Patience et impatience sur iPad


Je ne suis pas un gamer ! Non, ce n'est pas un refrain de Daniel Balavoine, mais le fait est qu'après avoir imaginé un nombre étonnant de jeux de société et d'en avoir pratiqué autant je changeai de hobby lorsque j'eus 15 ans pour me consacrer à la musique... Pourtant, de temps en temps, je me laisse prendre. Les dernières fois j'avais offert une Wii puis une Wii-Fit à ma compagne, mais cela fait deux ans que nous ne les avons pas allumées. À l'arrivée de l'iPad j'avais bien essayé quelques jeux gratuits, téléchargé les applications réalisées pour le Biophilia de Björk, conçu le design sonore de Balloon avec Sacha pour Les Éditions Volumiques, mais aucun jeu ne m'avait encore fait oublier le dîner. Adolescent, je pensais que mes copains perdaient leur temps au flipper. Me voilà donc régresser ! J'avais apprécié Labyrinth sur iPhone, mais sa déclinaison en Labyrinth 2 sur l'iPad me tient éveillé tard dans la nuit. Pour 5,99 € on peut télécharger un nombre incroyable de plateaux, il est même possible de créer les siens et de jouer à plusieurs. Avec ses billes multiples, bumpers, canons, barrières, aimants, ventilateurs, redimensionneurs, manèges, duplicateurs, lasers, ce jeu tient à la fois du labyrinthe à bille... Et du flipper ! Hypnotisant.

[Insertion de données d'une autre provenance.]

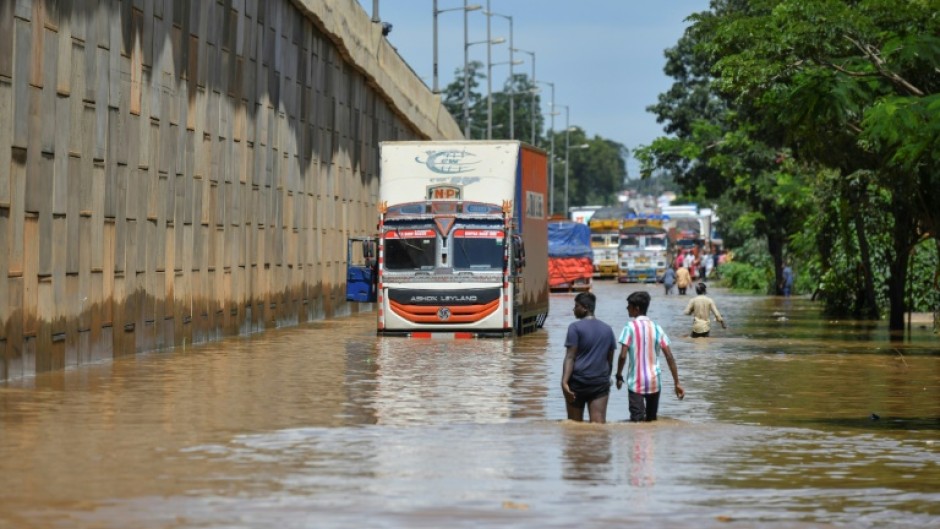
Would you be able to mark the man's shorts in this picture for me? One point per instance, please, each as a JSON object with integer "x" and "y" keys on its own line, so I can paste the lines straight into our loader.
{"x": 584, "y": 393}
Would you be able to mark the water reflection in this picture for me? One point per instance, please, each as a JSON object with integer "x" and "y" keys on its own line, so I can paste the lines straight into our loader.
{"x": 587, "y": 452}
{"x": 790, "y": 420}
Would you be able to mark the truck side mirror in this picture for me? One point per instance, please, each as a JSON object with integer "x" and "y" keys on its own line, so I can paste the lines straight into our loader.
{"x": 518, "y": 252}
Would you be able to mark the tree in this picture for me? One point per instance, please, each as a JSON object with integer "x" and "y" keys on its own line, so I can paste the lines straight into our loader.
{"x": 855, "y": 85}
{"x": 724, "y": 149}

Comme si cela ne suffisait pas, Nicobuq m'indique Zen Bound 2, un jeu méditatif de boundage consistant à ficeler des figurines en bois ou en pierre. La 3D et le multitouch rendent la partie très sensuelle. Pour 2,39 € j'aurais eu tort de m'en priver, même si je ne suis pas certain que ces patiences m'accaparent plus d'une semaine. On ne se refait pas, car quitte à jouer je préfère de loin la musique... Quant à l'iPad, Gwen Catalá (publie.net) m'annonce les avancées dont va bénéficier mon prochain roman, farci de photos, de musique, de vidéo et de liens hypertexte ! Cette fois je piétine d'impatience...

lundi 14 mai 2012

Les ballets quantiques d'Antoine Schmitt


Est-ce son passé de night-clubber qui entraîne Antoine Schmitt dans la danse ? Son nouveau cantique des quantiques renvoie-t-il à son Christ mourant sans cesse et profane en diable ? Le danseur projeté au rez-de-chaussée de la Galerie Charlot (jusqu'au 16 juin), tronc composé de seulement huit segments, subit un autre martyre de ne pouvoir s'arrêter qu'à l'extinction des feux, rappelant Le Masque de Maupassant filmé par Ophüls et Les chaussons rouges d'Andersen par Michael Powell. Condamné à vivre éternellement sous la loi du code informatique, il danse, il danse selon et contre toute logique. Au sous-sol de la galerie les créatures comportementales qui sont chair (virtuelle) à Antoine Schmitt se multiplient sur les écrans et se rassemblent comme le Christ articulé de Salvador Dali au Musée de Figueras. Le même algorithme quantique anime les quatre écrans des Ballets quantiques où les danseurs sont réduits au plus simple appareil, le pixel, avec Le pixel blanc originel de toute l'œuvre de l'artiste projeté en grand à côté d'une photo noir et blanc d'un instantané figé de la chorégraphie. À regarder dans le silence ces mouvements infinis réglés par l'indétermination, on se prend à y deviner des portés lorsque les points s'empilent ou des chassés lorsque leur nombre explose. Antoine Schmitt suggère "des forces invisibles à l’œuvre derrière les systèmes complexes, comme les particules, les peuples, les sociétés". Ses travaux jouent du va-et-vient entre le réel et le virtuel, le concept et sa réalisation imaginaire, l'inconscient de l'individu et les mouvements de masse... Le mystère de la création doit composer avec la trivialité de la moindre interprétation.